Итак, мы вернулись к понятию литературной техники, но теперь лишь смысл произведения определяет, к какой именно технике прибегнуть. Воззрение о «ясном, точном, натуралистичном письме» на все случаи жизни – изжито. Оценивая стиль, мы по-прежнему взыскуем экономичности и яркости; но окончательное суждение выносится на основании более гибкого критерия: работает ли?

Ввиду новообретенной гибкости стало допустимым более или менее разумно сопоставлять разнородные плоды литературного творчества. Сравнение может быть полезно при анализе, но оценочные суждения, как правило, ведут в тупик. Что лучше, «Гордость и предубеждение» или «Путешествия Гулливера»? Вопрос абсурден, хотя оба сочинения относятся к разряду «классических шедевров». Столь же абсурдно – пытаться подобным образом сопоставить, скажем, «Больше чем люди» и «Над пропастью во ржи».

Вернемся же к нашим Дишу и Желязны:

Говорить, что тот или иной автор «не уступает мэйнстриму», что ему «под силу писать мэйнстрим» или «следует писать мэйнстрим», значит упускать главное – а также хлестать кобылу, которая в рамках самого мэйнстрима давно объявлена поп-апологетами (Кингсли Эмис, Сьюзен Зонтаг) критически недееспособной. До сегодняшнего дня и Диш, и Желязны писали фантастику, следовательно рассматривать их следует в ее рамках. Кстати, фантастику они писали совершенно разную.

Произведения обоих изобилуют литературными, историческими и мифологическими аллюзиями. Тонкость чувствования такова, что допускает скрупулезный психологический и социологический анализ, причем как на современном материале, так и на историческом. Свидетельством тому – их фантастика.

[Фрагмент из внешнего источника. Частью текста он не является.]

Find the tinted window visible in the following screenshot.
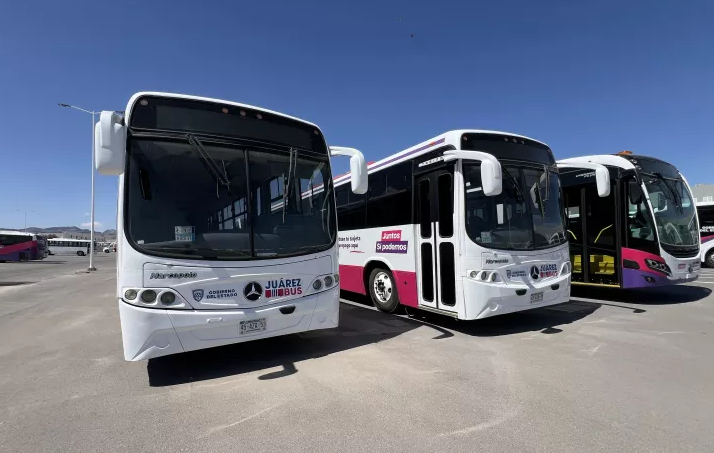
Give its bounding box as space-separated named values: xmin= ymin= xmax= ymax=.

Да, первая моя реакция была: «Что они тут делают?!» Тем не менее, они именно тут. А в искусстве течения и направления («волны», если угодно) определяются тем, что пишут писатели, что читают читатели, и противоречиями между тем и другим. Критики в лучшем случае фиксируют этот процесс. В худшем – они фиксируют его неточно.


II

Восемь дней тому назад в Эрфурт прибыл некий хиромант по имени Георгий Фауст, гейдельбергский полубог, истинный хвастун и глупец. Искусство его, как и всех прочих прорицателей, дело пустое, и такая физиогномика легковеснее, чем мыльный пузырь. Невежды восторгаются им. <...> Я сам слышал в харчевне его вздорные россказни, но не наказал его за дерзость, ибо что мне за дело до чужого безумия!

Из письма Муциана Руфа, каноника в Готе, своему ученому другу Генриху Урбану, в монастыре Георгенталь, 7 октября 1513 г. Пер. С. А. Акулянц.

Литературный метод обоих авторов – символизм.

В своей влиятельнейшей монографии «Символистское движение в литературе» (1899) Артур Саймоне цитирует д'Альвиеллу: «Символ можно определить как изображение, которое не ставит цели быть репродукцией». Символизму как литературному методу свойственны две формы; их не следует путать с использованием как таковым символов в произведении искусства, с простым означением одного через другое. Во-первых, существует «редуктивный» символизм, процесс упрощения – например, в сказках, притчах, священном писании, – когда события обесцвечиваются, подаются куда менее полнокровно, чем при натуралистичном воспроизведении («репродукции»). Достигаемый редуктивным символизмом эффект – усиленное ощущение структурных связей; также по мере отпадения фактуры восстает некое величие, зачастую сглаженное необходимыми ирониями «реализма».

Другой тип символизма – «интенсивный» символизм. Именно к этой разновидности прибегали большинство символистов, о которых писал Саймонс: Артюр Рембо, Поль Верлен, Жерар де Нерваль, Шарль Бодлер. «Интенсифицируя» язык при описании ситуаций, автор добивается яркости большей, чем сама жизнь; он пытается зафиксировать некую сущность опыта, познаваемую, как правило, только задним умом или в предвкушении – или же, крайне редко, в моменты абсолютной углубленности. (Некоторые говорят, что художник испытывает эту углубленность лишь в творческом акте.) Достигаемый интенсивным символизмом эффект – непосредственность чувств; различные эмоции приобретают небывалую резкость разрешения; также ощущается могучий динамизм, близость к пульсу описываемого переживания.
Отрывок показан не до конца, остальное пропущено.